Since the better screens have a resolution of about 100 dpi while the average laser printer has a resolution of 300 or 600 dpi, it is clear that what appears on the screen cannot be an exact replica of what will appear on paper (unless one settles for lousy printouts which are no more than screendumps). This difference can be partly compensated by using anti-aliasing, a technique to give the impression of a higher resolution screen.
Some document processing systems come close to being WYSIWYG (MS-Word and Framemaker are some of the more popular ones), but this makes the small but noticeable differences between what appears on the screen and what appears on the paper more irritable. Early work of prof. De Bra has concentrated on providing an interface for document processing that is sometimes called WYSIAWYG (What You See Is Almost What You Get) or even just What You See Looks Real Neat. WYSIAWYG is the best you can get for high quality document processing systems, since exact positioning of characters is impossible and depends on the printer (or screen) resolution. The same document with the same layout cannot look perfect on a 300 dpi, 600 dpi and a 1200 dpi printer. Each printer requires different character positioning, leading to different line breaks and possibly also different page breaks. An interface showing the kind of printout you will get (showing fonts, section numbers, ragged or straight margins, etc.) is close enough to be a real improvement over batch-oriented processing, while it is sufficiently different from real WYSIWYG to not be confused with a real WYSIWYG interface. (it does not show accurate line breaks, hyphenation, page breaks, inline equations, graphics, etc.)

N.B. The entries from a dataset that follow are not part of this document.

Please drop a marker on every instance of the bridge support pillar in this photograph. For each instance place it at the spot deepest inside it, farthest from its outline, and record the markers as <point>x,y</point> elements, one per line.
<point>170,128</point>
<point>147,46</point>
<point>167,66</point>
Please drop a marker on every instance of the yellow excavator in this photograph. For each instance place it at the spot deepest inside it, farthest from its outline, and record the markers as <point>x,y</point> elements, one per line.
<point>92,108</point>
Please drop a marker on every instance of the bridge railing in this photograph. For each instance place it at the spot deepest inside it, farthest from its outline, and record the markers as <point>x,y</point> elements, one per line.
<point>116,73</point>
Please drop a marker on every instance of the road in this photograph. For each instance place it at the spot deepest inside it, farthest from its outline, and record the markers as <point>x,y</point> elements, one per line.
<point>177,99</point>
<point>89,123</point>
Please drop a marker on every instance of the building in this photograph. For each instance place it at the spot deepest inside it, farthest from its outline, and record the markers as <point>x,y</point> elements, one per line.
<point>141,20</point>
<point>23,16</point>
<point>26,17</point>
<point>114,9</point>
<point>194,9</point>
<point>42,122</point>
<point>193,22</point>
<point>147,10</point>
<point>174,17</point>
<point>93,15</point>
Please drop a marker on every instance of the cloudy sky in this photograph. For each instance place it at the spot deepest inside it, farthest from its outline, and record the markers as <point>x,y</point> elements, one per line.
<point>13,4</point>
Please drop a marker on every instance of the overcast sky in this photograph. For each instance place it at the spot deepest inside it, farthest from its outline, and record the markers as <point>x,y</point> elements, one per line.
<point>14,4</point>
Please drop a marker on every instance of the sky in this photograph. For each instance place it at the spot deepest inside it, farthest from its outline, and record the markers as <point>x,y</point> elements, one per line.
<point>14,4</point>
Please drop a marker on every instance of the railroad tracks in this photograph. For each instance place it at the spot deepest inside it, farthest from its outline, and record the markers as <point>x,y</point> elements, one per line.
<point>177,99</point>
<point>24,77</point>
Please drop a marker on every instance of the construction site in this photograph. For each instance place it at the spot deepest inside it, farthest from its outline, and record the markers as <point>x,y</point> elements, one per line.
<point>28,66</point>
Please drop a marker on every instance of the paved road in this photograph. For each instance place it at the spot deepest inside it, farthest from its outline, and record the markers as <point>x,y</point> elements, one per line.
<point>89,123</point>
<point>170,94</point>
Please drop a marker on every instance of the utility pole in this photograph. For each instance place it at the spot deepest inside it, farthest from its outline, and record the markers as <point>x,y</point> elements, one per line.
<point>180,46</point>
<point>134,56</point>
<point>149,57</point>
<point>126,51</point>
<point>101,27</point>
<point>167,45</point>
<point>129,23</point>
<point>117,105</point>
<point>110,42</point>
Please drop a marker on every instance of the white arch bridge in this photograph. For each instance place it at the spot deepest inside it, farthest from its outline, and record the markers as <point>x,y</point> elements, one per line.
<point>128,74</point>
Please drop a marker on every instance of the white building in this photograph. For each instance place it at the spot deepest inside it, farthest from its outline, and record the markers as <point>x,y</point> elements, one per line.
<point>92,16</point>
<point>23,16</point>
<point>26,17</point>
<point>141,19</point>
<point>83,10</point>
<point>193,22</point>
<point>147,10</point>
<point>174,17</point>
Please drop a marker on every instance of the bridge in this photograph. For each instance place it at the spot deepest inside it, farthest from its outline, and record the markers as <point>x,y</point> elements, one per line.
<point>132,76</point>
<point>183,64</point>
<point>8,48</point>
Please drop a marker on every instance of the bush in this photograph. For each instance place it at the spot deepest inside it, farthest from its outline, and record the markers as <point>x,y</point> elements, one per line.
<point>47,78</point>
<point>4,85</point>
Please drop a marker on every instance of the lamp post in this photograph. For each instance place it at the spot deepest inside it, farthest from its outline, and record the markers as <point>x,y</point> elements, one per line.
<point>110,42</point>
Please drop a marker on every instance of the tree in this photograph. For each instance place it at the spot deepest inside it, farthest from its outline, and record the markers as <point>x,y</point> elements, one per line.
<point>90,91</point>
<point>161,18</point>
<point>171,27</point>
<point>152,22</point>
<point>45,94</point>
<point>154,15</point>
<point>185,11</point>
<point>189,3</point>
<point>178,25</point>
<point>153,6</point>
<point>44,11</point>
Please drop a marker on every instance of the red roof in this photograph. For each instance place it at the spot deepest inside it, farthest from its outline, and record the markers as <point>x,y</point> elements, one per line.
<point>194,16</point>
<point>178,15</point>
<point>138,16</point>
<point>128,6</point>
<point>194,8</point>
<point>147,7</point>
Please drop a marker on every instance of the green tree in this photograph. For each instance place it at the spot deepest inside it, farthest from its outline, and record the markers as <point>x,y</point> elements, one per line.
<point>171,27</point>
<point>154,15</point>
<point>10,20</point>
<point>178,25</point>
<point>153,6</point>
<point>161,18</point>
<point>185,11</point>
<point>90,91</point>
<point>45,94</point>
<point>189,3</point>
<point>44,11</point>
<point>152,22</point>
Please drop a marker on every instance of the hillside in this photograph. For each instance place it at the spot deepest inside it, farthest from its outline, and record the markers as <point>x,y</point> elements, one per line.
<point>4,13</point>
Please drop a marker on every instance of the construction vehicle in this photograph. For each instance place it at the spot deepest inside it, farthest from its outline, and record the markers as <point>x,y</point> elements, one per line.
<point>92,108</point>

The fact that true WYSIWYG systems cannot place characters in the best possible position is not the only problem. Another disadvantage of true WYSIWYG systems over the more advanced batch oriented systems is that their user-friendly and thus relatively simple interface does not offer the same possibilities as the batch oriented systems. What You See Is also All You Get.
The user-interface used for this course is a good example of what a What You See Looks Real Neat interface offers. (Although this interface is not an interface for document processing.)